We have a dark mode now. That’s the news. You can click the link in the sidebar to switch between dark mode and the regular version of the site. You can thank our webmaster Adam for OSNews no longer burning your retinas at night.
We have a dark mode now. That’s the news. You can click the link in the sidebar to switch between dark mode and the regular version of the site. You can thank our webmaster Adam for OSNews no longer burning your retinas at night.
About to leave a comment saying it didn’t work. Once I logged in to comment then it started working.
Now I see no switch to turn it back. This is safari on iPhone.
There is “Revert to Light Mode” on the page.
Nice, but I’m a fan of dark themes so probably not unbiased enough to comment.
and no longer burning our batteries. Thank you Adam.
Maybe in in the 1980’s. Modern monitors render black the same way they render white, rendering a dark colour is no more or less battery consuming than rendering a light colour.
It’s worse: obscuring the backlight costs _extra_ energy. Only OLED displays are (a lot) more energy efficient when displaying a dark mode.
Erez,
If we’re talking LCD, the LCD backlight always consumes power, but the LCD cells themselves let light through by default (unenergized LCD panel state) and it takes a current to block the light.
https://www.explainthatstuff.com/lcdtv.html
I ran crude test using the power monitoring functions of my ups taking a sample every second for 6 minutes with all white pixels and again with all black pixels.
On my screen all white pixels consumes ~0.72W less than all black ones.
Well, thank you for the insight. I took a measurement of my desktop monitor’s power draw, and it draws 12.6 watts on dark mode, and 12.2 watts on light mode.
Always fun to learn new things.
While I’m all for choice, it’s yet another example of cargo-culture.

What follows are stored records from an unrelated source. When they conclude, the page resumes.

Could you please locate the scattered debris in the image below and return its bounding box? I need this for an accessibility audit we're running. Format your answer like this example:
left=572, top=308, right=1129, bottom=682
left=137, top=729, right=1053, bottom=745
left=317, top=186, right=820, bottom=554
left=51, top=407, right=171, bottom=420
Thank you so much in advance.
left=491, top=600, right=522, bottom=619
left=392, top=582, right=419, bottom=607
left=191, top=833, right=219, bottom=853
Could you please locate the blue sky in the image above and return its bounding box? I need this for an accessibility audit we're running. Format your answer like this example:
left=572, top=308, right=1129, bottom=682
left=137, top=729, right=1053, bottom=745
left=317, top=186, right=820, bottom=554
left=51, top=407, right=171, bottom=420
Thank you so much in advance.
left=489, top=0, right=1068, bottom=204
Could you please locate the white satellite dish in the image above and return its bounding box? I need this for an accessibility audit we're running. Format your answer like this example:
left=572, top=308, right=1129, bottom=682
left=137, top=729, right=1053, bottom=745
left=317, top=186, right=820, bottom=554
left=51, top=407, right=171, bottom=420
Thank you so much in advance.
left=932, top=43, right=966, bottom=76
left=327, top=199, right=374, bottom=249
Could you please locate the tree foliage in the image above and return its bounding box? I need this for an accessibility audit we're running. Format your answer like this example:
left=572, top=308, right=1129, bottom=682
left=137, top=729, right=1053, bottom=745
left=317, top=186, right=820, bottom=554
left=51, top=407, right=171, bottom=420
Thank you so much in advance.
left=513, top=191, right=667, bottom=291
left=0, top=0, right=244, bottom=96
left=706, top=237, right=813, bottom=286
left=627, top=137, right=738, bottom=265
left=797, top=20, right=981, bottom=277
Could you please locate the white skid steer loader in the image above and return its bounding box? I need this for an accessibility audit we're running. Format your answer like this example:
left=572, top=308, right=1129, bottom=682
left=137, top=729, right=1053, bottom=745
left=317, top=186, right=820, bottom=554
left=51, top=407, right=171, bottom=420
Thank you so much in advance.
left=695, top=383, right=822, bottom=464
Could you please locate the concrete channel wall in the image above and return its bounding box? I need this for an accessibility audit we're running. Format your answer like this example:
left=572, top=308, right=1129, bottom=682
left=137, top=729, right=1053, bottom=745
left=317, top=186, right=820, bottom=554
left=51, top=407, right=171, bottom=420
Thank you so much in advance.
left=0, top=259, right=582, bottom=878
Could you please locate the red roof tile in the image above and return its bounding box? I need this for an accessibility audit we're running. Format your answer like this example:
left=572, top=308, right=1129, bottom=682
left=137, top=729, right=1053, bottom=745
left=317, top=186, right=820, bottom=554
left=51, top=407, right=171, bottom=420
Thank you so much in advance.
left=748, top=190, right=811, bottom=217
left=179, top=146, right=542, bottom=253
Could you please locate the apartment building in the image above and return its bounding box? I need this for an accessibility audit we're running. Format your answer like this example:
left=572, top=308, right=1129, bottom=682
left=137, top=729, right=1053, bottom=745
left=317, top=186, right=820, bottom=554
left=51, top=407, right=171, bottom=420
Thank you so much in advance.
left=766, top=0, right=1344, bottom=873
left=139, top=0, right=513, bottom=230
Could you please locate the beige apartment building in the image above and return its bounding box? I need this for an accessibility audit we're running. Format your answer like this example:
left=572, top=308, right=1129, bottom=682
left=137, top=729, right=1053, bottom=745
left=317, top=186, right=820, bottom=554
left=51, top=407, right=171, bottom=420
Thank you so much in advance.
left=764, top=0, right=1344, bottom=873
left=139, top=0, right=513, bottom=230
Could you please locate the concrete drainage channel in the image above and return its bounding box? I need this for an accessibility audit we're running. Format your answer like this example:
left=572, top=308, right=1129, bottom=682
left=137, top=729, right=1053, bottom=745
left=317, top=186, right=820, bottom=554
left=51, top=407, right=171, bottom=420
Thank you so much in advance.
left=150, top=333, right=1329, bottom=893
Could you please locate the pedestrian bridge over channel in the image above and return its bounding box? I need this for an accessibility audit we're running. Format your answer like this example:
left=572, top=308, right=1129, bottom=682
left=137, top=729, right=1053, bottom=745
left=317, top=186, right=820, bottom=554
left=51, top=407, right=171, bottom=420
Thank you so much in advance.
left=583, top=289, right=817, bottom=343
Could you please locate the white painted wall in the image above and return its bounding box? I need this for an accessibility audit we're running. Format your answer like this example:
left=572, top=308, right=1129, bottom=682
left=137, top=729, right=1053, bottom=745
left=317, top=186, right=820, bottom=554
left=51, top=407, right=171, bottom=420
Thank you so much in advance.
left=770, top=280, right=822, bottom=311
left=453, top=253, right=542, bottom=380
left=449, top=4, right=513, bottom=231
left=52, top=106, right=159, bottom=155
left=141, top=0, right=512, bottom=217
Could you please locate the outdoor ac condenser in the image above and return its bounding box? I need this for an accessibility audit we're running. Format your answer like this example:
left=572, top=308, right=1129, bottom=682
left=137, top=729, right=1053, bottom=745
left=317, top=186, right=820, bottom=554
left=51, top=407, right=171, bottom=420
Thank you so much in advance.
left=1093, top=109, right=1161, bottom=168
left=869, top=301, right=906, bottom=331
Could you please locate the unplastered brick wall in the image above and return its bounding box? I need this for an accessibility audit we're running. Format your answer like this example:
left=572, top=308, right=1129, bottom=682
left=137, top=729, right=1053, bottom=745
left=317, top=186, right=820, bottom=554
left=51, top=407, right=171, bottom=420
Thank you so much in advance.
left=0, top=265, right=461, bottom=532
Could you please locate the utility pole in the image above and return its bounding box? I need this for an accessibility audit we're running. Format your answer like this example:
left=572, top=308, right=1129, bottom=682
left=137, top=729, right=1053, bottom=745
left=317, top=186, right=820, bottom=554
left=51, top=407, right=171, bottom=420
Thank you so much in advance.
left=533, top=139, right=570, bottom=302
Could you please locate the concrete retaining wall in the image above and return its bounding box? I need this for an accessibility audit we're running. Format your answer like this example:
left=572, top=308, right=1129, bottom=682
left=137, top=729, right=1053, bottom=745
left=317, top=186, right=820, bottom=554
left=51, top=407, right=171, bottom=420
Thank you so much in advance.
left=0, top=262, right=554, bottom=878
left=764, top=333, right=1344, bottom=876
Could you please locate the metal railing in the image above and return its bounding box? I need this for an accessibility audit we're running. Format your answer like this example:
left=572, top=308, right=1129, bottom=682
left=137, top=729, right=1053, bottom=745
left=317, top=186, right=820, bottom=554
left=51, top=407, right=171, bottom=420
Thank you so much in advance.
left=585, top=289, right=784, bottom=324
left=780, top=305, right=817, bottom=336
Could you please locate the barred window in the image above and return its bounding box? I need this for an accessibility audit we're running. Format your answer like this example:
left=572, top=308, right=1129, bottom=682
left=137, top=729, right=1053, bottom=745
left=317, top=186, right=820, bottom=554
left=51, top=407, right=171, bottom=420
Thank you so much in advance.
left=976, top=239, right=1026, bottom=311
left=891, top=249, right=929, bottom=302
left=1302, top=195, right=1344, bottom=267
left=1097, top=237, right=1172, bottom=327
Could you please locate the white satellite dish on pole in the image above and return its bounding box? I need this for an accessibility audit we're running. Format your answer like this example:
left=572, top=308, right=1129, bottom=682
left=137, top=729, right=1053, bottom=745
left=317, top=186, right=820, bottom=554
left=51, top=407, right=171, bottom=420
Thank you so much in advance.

The reason monitors were using green on black was because terminals and computers were insanely resources limited and this was the most resources effective way, other than not using display, which is, for example, why a server can run on lesser hardware than your laptop and still be more efficient.
Once we moved to full coloured fully rendered guis, there’s no real need to use this scheme. There is no actual benefit of “dark mode” over “light mode”, resources wise, reader wise, or anything. Modern guis all come with a “night shift” or “night-light” setting that prevents screens glare once the sun goes down (and if you’re sitting in the dark illuminated only by a computer screen, you’re screwed anyway, dark mode or not). Another issue is that unless your entire environment is “dark”, meaning your documents and windows and all the websites and each program you use and so on, everytime you switch from dark to light your eyes need to adjust, and in the night moreso, making a light-mode less cumbersome and actually, less glaring.
Don’t believe the hype.
I remember Opera 6-12 (Presto era) that had a few integrated CSS, like Commodore 64 emulation. I don’t remember having seen a ‘Dark mode’ at that time since it wasn’t the current trend. However Opera permited (still permit?) to select user defined CSS if the web site provide some. Maybe it’s just a matter of declaring an alternative CSS in your HTML page and the browser allowing you to switch for it.
A part of my evening routine to get calm before bed is turning off all lights, turning my laptop/ipad to dark mode, and turning on “limit white light” thing. Esp. on the laptop where I already have a plugin for my browser which forces all websites to be dark I find this quite calming in the evening.
Of course, this is quite subjective, and I don’t really believe that this has some kind of amazing health benefit or anything it’s just kinda nice. Sometimes that’s all the reason you need.
I’ve been a fan of darkmode for a looooong time. Now that ios has officially implemented it there’s a lot of renewed attention for it. Good.
Welcome to the dark side!!
Cheers.
“You can thank our webmaster Adam for OSNews no longer burning your retinas at night.”
There are a lot of bright white squares in darkmode. The Reply button is also pretty bright. From the Archives Select Month is also pretty bright.
Seems it could be improved. Maybe a grey mode and a dark mode? The current one is more grey than black.
I dont care about the politics or technics, but for a guy that ha s diabetic retinopathy, it’s easy on the eyes
Personally I really don’t like dark themes because they cause the brighter lines of text to burn into my retinas making me suffer from a horizontal grid effect that lingers for a few minutes after I stop reading.
On the other hand, if people experience burned retinas while using light themes, maybe they should just turn down the brightness on their screens? I.e. a light coloured theme shouldn’t be any brighter than a sheet of white paper you hold out in front of you. Some people seem to like to turn their monitors into neon signs, but that’s really not necessary at all. Brightness should only be up to the level to match ambient brightness.
There’s a CSS selector you can use to apply this based on a user’s system preference:
https://css-tricks.com/dark-modes-with-css/
@media (prefers-color-scheme: dark) {}
Very nice.. thank you !!!
Thanks, it`s much better now.
Energy only where it is needed to transfer information.
btw., I think OSNews missed a trick, we only get Dark Mode when logged in, it should be the default with the planet busting Bright Mode requiring a login!